Unlike politically motivated sources, the CBO is objective, impartial and hires employees on the basis of professional expertise with little regard for political affiliations except to limit partisan outside activities. The CBO report is not always focussed on dollars and cents. For example, in analysing a proposed repeal of the Affordable Care Act (Obamacare), the CBO provided an estimate of how many additional Americans would be without health care coverage. These numbers probably had a greater impact on lawmakers than the cost data that the CBO also produced. The CBO does not make policy recommendations based on their reports.
Recently, the CBO provided an estimate on the cost of the Secure and Fair Enforcement (SAFE) Act also known as the Safe Banking Act. We have commented on this act in detail in past commentaries. Safe Banking would basically prevent federal regulators from penalizing (punishing?) banks and credit unions that provide services to the cannabis industry.
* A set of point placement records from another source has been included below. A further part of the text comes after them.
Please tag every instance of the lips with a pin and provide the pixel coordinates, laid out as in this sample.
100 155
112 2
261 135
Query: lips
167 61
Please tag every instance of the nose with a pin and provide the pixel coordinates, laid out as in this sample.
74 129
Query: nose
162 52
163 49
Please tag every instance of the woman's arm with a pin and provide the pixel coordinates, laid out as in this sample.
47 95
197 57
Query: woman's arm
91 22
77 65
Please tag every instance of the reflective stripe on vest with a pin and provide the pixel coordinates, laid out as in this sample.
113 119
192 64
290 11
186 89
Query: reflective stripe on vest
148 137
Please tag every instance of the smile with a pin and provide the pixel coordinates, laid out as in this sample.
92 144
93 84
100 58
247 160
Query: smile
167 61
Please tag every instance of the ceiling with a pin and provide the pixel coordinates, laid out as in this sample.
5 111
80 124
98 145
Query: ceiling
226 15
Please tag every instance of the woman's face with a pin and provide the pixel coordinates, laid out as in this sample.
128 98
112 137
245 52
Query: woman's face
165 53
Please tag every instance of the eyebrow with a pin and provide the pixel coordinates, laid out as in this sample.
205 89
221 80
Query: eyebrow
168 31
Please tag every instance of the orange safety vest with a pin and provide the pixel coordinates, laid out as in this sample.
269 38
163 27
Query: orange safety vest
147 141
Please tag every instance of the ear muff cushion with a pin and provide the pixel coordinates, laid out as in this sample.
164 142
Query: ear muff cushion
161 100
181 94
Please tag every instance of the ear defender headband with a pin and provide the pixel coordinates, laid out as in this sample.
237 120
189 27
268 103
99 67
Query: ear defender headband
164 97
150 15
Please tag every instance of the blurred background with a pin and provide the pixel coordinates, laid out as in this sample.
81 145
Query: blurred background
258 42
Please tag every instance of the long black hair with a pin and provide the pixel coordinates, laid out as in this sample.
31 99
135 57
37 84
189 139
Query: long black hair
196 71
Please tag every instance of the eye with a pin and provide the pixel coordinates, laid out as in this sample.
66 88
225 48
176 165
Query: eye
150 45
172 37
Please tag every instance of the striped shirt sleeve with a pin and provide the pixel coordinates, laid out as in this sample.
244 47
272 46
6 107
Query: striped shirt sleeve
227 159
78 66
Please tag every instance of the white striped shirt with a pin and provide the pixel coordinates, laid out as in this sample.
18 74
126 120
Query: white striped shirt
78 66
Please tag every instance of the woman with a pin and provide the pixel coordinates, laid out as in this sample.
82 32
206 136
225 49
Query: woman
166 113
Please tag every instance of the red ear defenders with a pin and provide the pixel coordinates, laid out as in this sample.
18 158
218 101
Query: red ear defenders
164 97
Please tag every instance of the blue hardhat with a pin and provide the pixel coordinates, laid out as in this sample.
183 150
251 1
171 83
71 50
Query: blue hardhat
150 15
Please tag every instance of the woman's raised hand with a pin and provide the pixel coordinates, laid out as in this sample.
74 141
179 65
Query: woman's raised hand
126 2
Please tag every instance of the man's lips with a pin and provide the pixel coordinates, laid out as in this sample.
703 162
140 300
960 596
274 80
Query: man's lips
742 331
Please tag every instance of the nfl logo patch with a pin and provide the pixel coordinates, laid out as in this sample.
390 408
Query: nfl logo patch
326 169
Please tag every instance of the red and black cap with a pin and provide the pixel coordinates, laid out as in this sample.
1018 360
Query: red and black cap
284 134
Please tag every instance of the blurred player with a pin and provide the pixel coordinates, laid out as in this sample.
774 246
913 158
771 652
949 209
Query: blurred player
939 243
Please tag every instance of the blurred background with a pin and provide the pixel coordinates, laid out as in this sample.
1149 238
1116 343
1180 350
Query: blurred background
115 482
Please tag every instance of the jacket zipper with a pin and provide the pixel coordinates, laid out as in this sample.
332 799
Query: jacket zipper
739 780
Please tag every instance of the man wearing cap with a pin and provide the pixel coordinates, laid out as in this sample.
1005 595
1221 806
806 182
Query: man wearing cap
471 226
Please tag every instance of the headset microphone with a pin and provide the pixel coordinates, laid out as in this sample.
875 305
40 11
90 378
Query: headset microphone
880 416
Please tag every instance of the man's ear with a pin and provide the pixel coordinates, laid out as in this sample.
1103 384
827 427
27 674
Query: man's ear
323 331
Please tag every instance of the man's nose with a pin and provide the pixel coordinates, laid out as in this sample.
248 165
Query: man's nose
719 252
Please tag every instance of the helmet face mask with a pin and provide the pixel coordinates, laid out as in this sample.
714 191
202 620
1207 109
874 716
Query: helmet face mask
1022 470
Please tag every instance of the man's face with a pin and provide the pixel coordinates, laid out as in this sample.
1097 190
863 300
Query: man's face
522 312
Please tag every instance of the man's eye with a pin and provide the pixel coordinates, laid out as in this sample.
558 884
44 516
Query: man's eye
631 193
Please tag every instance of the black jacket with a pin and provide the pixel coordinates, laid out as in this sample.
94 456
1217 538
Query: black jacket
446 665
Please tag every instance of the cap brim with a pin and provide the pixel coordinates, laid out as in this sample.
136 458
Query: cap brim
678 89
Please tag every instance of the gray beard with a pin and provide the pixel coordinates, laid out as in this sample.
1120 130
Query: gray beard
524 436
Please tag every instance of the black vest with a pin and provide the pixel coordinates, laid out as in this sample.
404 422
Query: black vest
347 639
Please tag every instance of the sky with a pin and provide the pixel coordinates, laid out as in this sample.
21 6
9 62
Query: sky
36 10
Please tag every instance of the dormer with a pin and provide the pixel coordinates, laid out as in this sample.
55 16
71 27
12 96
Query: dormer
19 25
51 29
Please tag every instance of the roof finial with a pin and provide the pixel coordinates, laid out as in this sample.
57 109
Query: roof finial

What the CBO concluded is if the SAFE Banking Act is passed, the result would be a decrease in net direct spending of $4,000,000 between 2019 and 2029. This is obviously a positive CBO “score” for the SAFE Banking Act. I won’t go through the full analysis except to say it seems detailed and complete.
Although a positive CBO score does not ensure passage of a bill, it certainly helps. This is another step in the right direction for changes to the cannabis laws in the U.S. and another reason I expect cannabis companies operating in the U.S. will outperform those with most of their operations in Canada.